Überraschender Erfolg
Zwischen dem Fritz-Walter-Stadion des 1. FC Kaiserslautern und dem Waldstadion von SG Eintracht Frankfurt liegt das beschauliche Mainz. Seit ihr Klub nun schon seit sieben Spielen im Fußball-Oberhaus ungeschlagen ist, blicken die traditionsreichen Nachbarn mit einigem Neid auf den beliebtesten "Underdog" der Nation. "Es ist unglaublich, was wir möglich gemacht haben", kann es Trainer Jürgen Klopp kaum fassen. Manager Christian Heidel fügt hinzu: "Ich habe das Gefühl, es regnen dauernd goldene Sterne auf uns herab und niemand schaltet sie aus.“
Nicht nur Zufall
Der Verein, dessen einziger historischer Erfolg der Gewinn der deutschen Amateurmeisterschaft 1982 war, sorgte am vierten Bundesliga-Spieltag mit einem 2:0 gegen Bayer 04 Leverkusen für die erste Sensation. Doch als Klopps Team am vergangenen Wochenende innerhalb der letzten sechs Spielminuten einen 0:1-Rückstand gegen Bremen in einen 2:1-Sieg verwandelte, waren sich selbst Experten sicher, dass diese Erfolgssträhne nicht nur Zufall sein kann.
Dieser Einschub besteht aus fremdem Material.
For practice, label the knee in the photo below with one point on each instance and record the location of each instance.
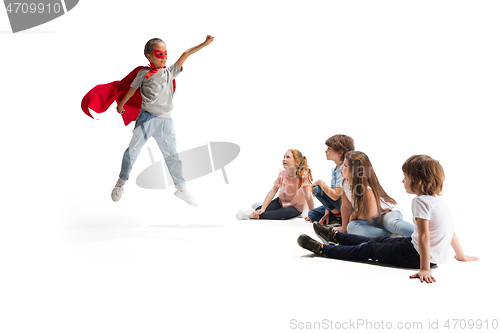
(352, 227)
(317, 191)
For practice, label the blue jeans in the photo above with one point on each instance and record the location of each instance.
(392, 222)
(162, 129)
(275, 211)
(393, 251)
(327, 204)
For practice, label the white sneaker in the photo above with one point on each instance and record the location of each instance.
(118, 190)
(244, 215)
(257, 204)
(183, 193)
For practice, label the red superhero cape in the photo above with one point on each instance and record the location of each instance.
(102, 96)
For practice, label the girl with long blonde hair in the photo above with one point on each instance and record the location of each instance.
(294, 186)
(367, 210)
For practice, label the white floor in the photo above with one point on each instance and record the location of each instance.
(118, 267)
(400, 77)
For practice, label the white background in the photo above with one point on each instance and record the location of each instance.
(400, 77)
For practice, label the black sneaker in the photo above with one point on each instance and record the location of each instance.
(335, 220)
(324, 233)
(310, 244)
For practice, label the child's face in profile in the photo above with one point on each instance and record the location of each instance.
(332, 154)
(344, 172)
(159, 56)
(407, 184)
(288, 160)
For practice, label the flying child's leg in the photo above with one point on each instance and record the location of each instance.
(165, 137)
(142, 132)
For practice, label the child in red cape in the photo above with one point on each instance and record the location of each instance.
(151, 109)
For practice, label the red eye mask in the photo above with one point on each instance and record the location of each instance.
(160, 54)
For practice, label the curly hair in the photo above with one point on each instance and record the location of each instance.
(148, 48)
(425, 174)
(303, 167)
(340, 142)
(363, 177)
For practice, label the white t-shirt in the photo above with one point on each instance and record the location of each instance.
(346, 187)
(158, 91)
(434, 209)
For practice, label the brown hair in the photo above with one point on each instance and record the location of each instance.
(425, 174)
(362, 177)
(340, 142)
(302, 168)
(148, 48)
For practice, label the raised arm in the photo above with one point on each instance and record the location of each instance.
(192, 50)
(424, 247)
(459, 253)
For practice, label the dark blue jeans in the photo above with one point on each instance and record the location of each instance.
(393, 251)
(327, 204)
(275, 211)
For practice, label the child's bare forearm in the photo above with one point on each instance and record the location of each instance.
(194, 49)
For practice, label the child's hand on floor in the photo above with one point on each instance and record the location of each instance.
(466, 258)
(424, 275)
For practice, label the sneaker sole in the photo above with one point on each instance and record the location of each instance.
(322, 239)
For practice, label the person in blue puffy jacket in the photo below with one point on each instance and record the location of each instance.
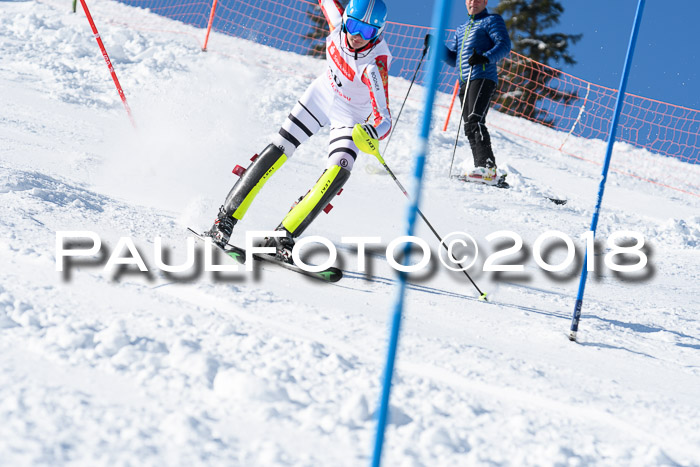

"Wir quälen unsere Gegner"
Während der Titelverteidiger aus Bremen auf der Suche nach seiner Form ist, marschiert Mainz unaufhaltsam nach oben. Doch die Klubverantwortlichen reagieren verärgert, wenn man den Erfolg der "05er" als Sensation einstuft. "Wir sind stark genug, jede Mannschaft zu schlagen. Mit unserem Spielsystem quälen wir unsere Gegner solange, bis sie die Lust verlieren", erklärt Klopp.
Der etwas andere Verein
"Wir wollen anders sein als die anderen Klubs. Bei uns gibt es keine Intrigen", sagt Heidel über den Verein, der in der letzten drei Spielzeiten erst zwei Mal auf tragische Weise am letzten Spieltag den Bundesliga-Aufstieg verpasste, um ihn dann endlich perfekt zu machen. "Wir haben gemeinsam getrauert, doch niemals den Respekt voreinander verloren. Nun können wir auch gemeinsam feiern."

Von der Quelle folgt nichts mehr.